Olina Ortega, left, and Austin Gibbs light candles at a sidewalk memorial in front of Emanuel AME Church where people were killed by a white gunman Wednesday during a prayer meeting inside the historic black church in Charleston, S.C., Thursday, June 18, 2015. (AP Photo/David Goldman)

White Christian Allies, Talk About Race From Your Pulpits

June 19, 2015

I don’t want to pray for Charleston. I can’t. I am an Itinerant Elder in the African Methodist Episcopal Church, yet, prayer doesn’t seem like enough. I need action. I need change.

The group of faithful members of Emanuel African Methodist Episcopal (AME) Church in Charleston, South Carolina, were praying Wednesday night when a shooter invited himself into the church and terrorized the members, leaving nine dead. A 5-year-old little girl had to play dead just to survive. This imagery instantly takes me back to the history of violence in churches due to hundreds of years of anti-black racism. It’s a memory that takes us back to the day four girls were murdered in the bombing of the 16th Street Church in Birmingham in 1963.

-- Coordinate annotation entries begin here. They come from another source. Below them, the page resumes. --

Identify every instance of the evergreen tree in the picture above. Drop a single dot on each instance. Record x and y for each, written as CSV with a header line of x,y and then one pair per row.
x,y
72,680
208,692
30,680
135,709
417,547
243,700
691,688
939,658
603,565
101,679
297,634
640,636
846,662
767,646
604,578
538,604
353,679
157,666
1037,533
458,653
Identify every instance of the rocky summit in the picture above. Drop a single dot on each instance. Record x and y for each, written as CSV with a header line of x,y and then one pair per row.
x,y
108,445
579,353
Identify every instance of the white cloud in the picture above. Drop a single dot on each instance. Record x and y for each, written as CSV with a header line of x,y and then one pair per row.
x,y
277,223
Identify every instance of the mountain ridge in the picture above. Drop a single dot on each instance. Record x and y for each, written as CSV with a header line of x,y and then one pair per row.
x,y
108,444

The AME Church has been an ark of safety for me for a long time. My parents dropped me off at church a few times a week for activities, leaving me in the care of other adults who taught me. We never imagined anything would happen at the church. I’m sure that’s what the parents of the 5-year-old survivor thought when they left her at church.

And yet, the AME church was formed to escape the violence of racism.